Manhood Resources is meant to assist males in their quest and responsibility to develop themselves into top quality men. Males are born. Men are built. Building males into men takes the right resources.
Deal with the “NO”
I watched episode 1 of “The Get Down” on Netflix last night. It was pretty good. What stuck with me was when Ezekiel poured his heart out to express his feelings for Mylene. The two characters are in high school but Zeke has serious love for Mylene. He is a natural wordsmith and poet so he’s spitting out some great stuff, but it is all from his heart. He is begging, pleading, crying for her to be his girl. He knows she has feelings of some kind for him so that gives him hope to continue. Gentlemen, you know how we are. If the door is cracked then it is open. Dude is so passionate and so sincere. He puts it all on the line, loses every conceivable cool point, and shoots his shot right after saving her life, and she still said no. Her decision was rational. She had her reasons. But to Ezekiel’s dismay she still said, no.
I felt Ezekiel’s pain. Man, I have been there. When you want to be with a female from your heart and not just prompted by your eyes and/or your ego to get with her, it is a major emotion. And she says, “No”? Again I felt the dude’s pain and was probably having a flashback. No is tough on a male. Rejection attacks the mind and the soul. It is an assault on the head and the heart. But since it is inevitable in some fashion or another and in some form or another, we better learn to effectively deal with it. Here is some truth that my help.

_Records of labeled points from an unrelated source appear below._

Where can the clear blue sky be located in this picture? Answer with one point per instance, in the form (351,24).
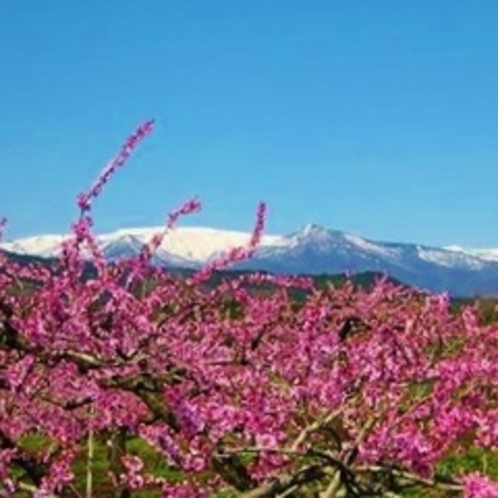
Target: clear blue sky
(372,116)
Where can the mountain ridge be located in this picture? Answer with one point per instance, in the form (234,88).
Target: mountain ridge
(313,249)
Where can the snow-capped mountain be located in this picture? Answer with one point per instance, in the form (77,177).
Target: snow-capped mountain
(311,250)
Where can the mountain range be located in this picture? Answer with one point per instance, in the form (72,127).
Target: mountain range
(312,250)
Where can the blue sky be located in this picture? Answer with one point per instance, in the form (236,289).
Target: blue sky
(376,117)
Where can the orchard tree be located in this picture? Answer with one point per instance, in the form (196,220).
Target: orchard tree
(121,378)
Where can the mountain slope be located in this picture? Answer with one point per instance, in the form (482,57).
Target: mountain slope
(312,250)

People have the right to say no.
It hurts to hear no. It may be unfair or incorrect. Yet, in interpersonal relationships people have to the right to tell you no. It does not matter how badly you want what you want, how hard you worked for it or who else has it. A female has the right to tell you no to any and every advance. She has the right to protect any boundary she sets relative to her body, time, money, or any other asset she possesses. An employer can tell you no. A wife can tell her husband no. People have the right to say no and to say it without your agreement and at times without explanation. No is a complete sentence.
Rejection is rarely a statement of your intrinsic value.
Rejection assaults the mind and the heart if you allow it. When a man is rejected concerning a matter of deep importance or consequence to him or is rejected frequently, it can cause real emotional pain and lower self-esteem. Men mask it and even ventilate it in different ways. (That is another discussion.) But, it is real. The key is don’t take it so personally. It is difficult, but you must make it a discipline. Occasionally rejection is a sign that you are not good fit, not ready for a particular opportunity, or just not that individual or organization’s cup of tea. Just because someone tells you no it doesn’t mean you aren’t good. Do not let it define you. Your value and someone else’s estimation of it are not synonymous.
Rejection can be for your own good in the end.
You have heard the statement “Rejection is direction”. A negative response could be the best thing for you. It could have saved you from something you didn’t see or it could keep you available for something or someone who is just around the corner. Rejection can also prevent you from wasting an opportunity for which you’re not presently ready. Better to wait for it a little longer than to get it to early an only have it for a short time.